If digital assets cannot be bracketed as assets with value or currency, the big question is what’s the sustainable framework for India’s policy?
Scottish journalist Charles Mackay in his epic book, “extraordinary popular delusions and the madness of crowds” captured the financial mess induced by Tulipmania that gripped Dutch Republic during 1634-37.
In the book that gained popular attention in 1841, Mackay elaborates as to how one tulip bulb turned more expensive than five hectares (12 acres) land at one point of time. This frenzied financial speculation in Dutch Republic aptly explained Tulipmania as part of markets history globally.
Prices of tulips suddenly collapsed in February 1637 after the asset bubble burst thereby investors losing millions in dollars. At the height of tulip mania, as several documented works point to, one bulb cost ten times more than the annual income of a skilled artisan in Dutch Republic.
This is the story that played in the backdrop when RBI governor Shakti Kanta Das recently said that crypto currencies did not have values like tulips in Dutch Republic of yester years. He also drew comparisons to unscientific or speculative values attributed to crypto currencies like tulips. Shakti Kanta Das refreshed financial markets, key stakeholders and investors with how Dutch Republic’s vibrant markets went down under following tulip bubble burst in two years of speculative trading that had no logic, reasoning or rationale that defined crowd mentality.
At the last week’s two-day monetory policy committee meeting chaired by RBI Governor Das, some discussion seems to have happened on imposition of complete ban on private crypto currencies by statute, orderly and phased introduction of digital rupee that was convertible with physically held notes. Even the technology platform that would host the digital rupee with options beyond block chain based mints were considered to ring the digital rupee that’s yet to be formally branded and named. Customary post-budget monetary policy committee meeting not only discussed prospects of a digital rupee but on the parallel held interest rates and continued the accommodative stance to provide room for economic growth that Finance Minister Nirmala Sitharaman aspires to achieve through capital investment push and infrastructure development. Only two days back, RBI deputy governor T. Rabi Sankar’s call for complete ban on crypto currencies as an asset and currency taking several stakeholders by surprise. More interesting is Rabi Shankar’s line that crypto currencies were more speculative or manipulative contracts vis-à-vis the Ponzi schemes. By inference what Shankar meant was that the original scheme devised by Charles Ponzi in 1929 was superior given that transactions led to investments in earning assets. To infer that Italian swindler and con artist Charles Ponzi’s scheme in North America and Canada was better than cryptos signal what RBI thinks of new age digital private currencies roiling markets globally. Making a case for complete ban, Rabi Shankar reiterated the crypto currencies potential to create havoc by design cannot be regulated and thereby leading to macro-economic instability. Interestingly enough, Rabi Shankar’s comments at an Indian Bankers Association held technology conference a few weeks after Finance Minister Nirmala Sitharaman taxed profits from digital assets (read crypto currencies) at 30% in her budget for 2022-23.
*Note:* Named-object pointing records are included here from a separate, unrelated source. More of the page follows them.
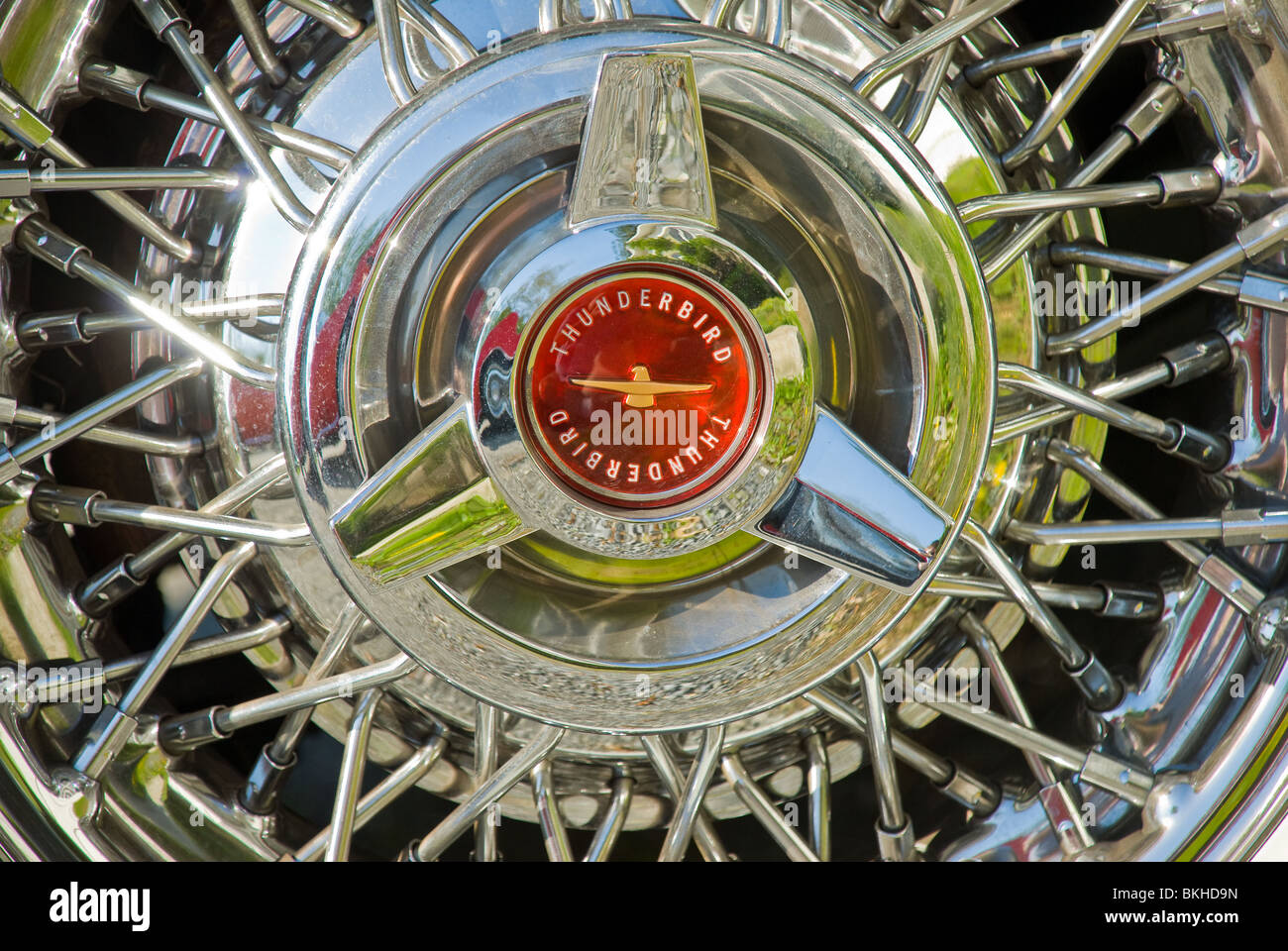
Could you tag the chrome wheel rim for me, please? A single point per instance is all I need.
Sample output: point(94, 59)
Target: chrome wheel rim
point(587, 753)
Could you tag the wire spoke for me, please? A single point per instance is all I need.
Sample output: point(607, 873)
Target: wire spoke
point(947, 31)
point(140, 92)
point(349, 781)
point(29, 129)
point(1141, 120)
point(764, 810)
point(668, 771)
point(90, 508)
point(487, 722)
point(257, 42)
point(172, 29)
point(103, 590)
point(553, 830)
point(380, 796)
point(1194, 446)
point(184, 732)
point(278, 757)
point(1181, 22)
point(1068, 93)
point(72, 258)
point(1224, 578)
point(1083, 668)
point(1250, 243)
point(1057, 795)
point(115, 724)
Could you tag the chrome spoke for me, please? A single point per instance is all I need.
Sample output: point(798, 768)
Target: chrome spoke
point(1232, 528)
point(278, 757)
point(429, 506)
point(1106, 598)
point(948, 30)
point(138, 90)
point(1179, 21)
point(380, 796)
point(1107, 772)
point(850, 508)
point(1141, 120)
point(1074, 84)
point(1057, 795)
point(442, 33)
point(971, 792)
point(1250, 286)
point(613, 822)
point(393, 55)
point(1224, 578)
point(764, 810)
point(1207, 451)
point(1163, 189)
point(818, 784)
point(349, 781)
point(668, 771)
point(1248, 245)
point(496, 787)
point(133, 440)
point(73, 677)
point(184, 732)
point(21, 121)
point(116, 723)
point(75, 424)
point(171, 27)
point(1176, 367)
point(335, 17)
point(644, 151)
point(487, 720)
point(1087, 672)
point(43, 331)
point(72, 258)
point(681, 830)
point(90, 508)
point(553, 831)
point(402, 285)
point(773, 20)
point(257, 42)
point(928, 84)
point(104, 589)
point(896, 838)
point(17, 182)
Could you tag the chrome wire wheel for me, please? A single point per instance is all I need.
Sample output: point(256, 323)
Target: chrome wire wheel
point(665, 428)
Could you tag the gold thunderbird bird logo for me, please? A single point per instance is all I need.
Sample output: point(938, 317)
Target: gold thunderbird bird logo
point(642, 390)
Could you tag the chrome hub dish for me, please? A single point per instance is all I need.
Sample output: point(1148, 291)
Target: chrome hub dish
point(634, 415)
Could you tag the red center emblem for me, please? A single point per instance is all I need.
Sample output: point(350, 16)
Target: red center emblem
point(642, 388)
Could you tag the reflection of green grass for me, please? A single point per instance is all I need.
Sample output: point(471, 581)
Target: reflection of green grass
point(773, 313)
point(738, 277)
point(467, 522)
point(572, 562)
point(27, 43)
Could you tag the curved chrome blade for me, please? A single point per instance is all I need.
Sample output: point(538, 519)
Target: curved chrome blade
point(851, 509)
point(429, 506)
point(643, 151)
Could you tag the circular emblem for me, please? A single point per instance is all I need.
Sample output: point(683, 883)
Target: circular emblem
point(642, 388)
Since these calls were made on the very day when Sitharaman was chairing post-budget RBI Board of Directors meeting, it was obvious to point to differences in perspective on crypto currencies. But then, alert Finance Minister Sitharaman was quick to reaffirm that both government and RBI were on the same page vis-à-vis crypto currencies like several other financial and economic issues. Ace investor and big bull Rakhesh Jhunjhunwala provided an altogether different view on crypto currencies. In a recent TV interview, Jhunjhunwala predicted a virtual rout of the cryptos market. Veteran market insiders cited Jhunjhunwala’s huge exposure in equity markets and fear of capital flight in favour of crypto currencies as enough reason for this unjustified prediction. But then, virtual collapse of crypto currencies also means small investors globally would be at the receiving end.
Now, the question doing rounds is whether Finance Minister Sitharaman concurs with RBI to completely ban crypto currencies by choice as an asset, currency, security or collateral and put them in cold storage. If one were to gauge RBI stance, banks may not accept crypto or private digital assets as collateral to make lending to corporates, individuals or businesses.
Both, RBI and government may be on the same page to not allow cryptos as currency. Now, comes the hard part. Then how does one collect taxes on crypto assets related transactions at 30 per cent? And, also levy transaction fees of one per cent on buying and sale of digital assets? Taxation is the only thin line that lends legitimacy to digital assets which the Finance Minister needs to rethink while comprehensively revisiting the government’s framework on crypto currencies, official digital rupee and taxation. Well, it may not be easy after all. But then, the union budget and post-budget amplification of the government’s policy on crypto assets by Prime Minister Narendra Modi has brought in some clarity. Best of the currency and stock markets brains will have to provide inputs for a pragmatic policy and sustainable policy on cryptos. Rushing through may not help anyone.